All four are available as built-ins on import datacoolie, and the same names are also published in the datacoolie.platforms entry-point group for plugin discovery.

Why platform-as-secret-provider?

BasePlatform subclasses BaseSecretProvider so that every platform automatically serves as its own secret backend without a separate wiring step. When you construct a driver:

DataCoolieDriver(engine=engine, ...)
# no secret_provider= → engine.platform is used as the default.

If you need a different vault (e.g. HashiCorp, 1Password) write a dedicated BaseSecretProvider and pass it as secret_provider=.

See Secrets and ADR-0002.

Path normalisation

FileInfo.__post_init__ runs paths through normalize_path:

  • Forward slashes on all OSes
  • No trailing slash on directories
  • Scheme preserved (abfss://, s3://, file://)

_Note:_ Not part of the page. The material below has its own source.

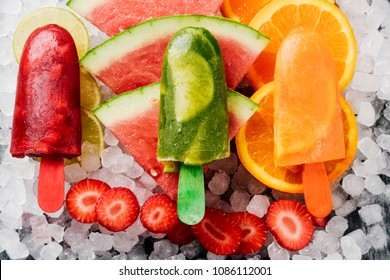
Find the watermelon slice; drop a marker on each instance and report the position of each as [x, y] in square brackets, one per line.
[134, 57]
[114, 16]
[133, 118]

This means you can safely do string comparisons between paths returned by list_files and paths you built with os.path.join-equivalents — the framework guarantees a single canonical form.

Concurrency notes

  • AWSPlatform uses a thread-local boto3 session so parallel dataflows don't share auth state.
  • FabricPlatform relies on notebookutils, which is safe across threads for reads but serialises writes internally.
  • LocalPlatform is thread-safe — all operations use pathlib atomic APIs.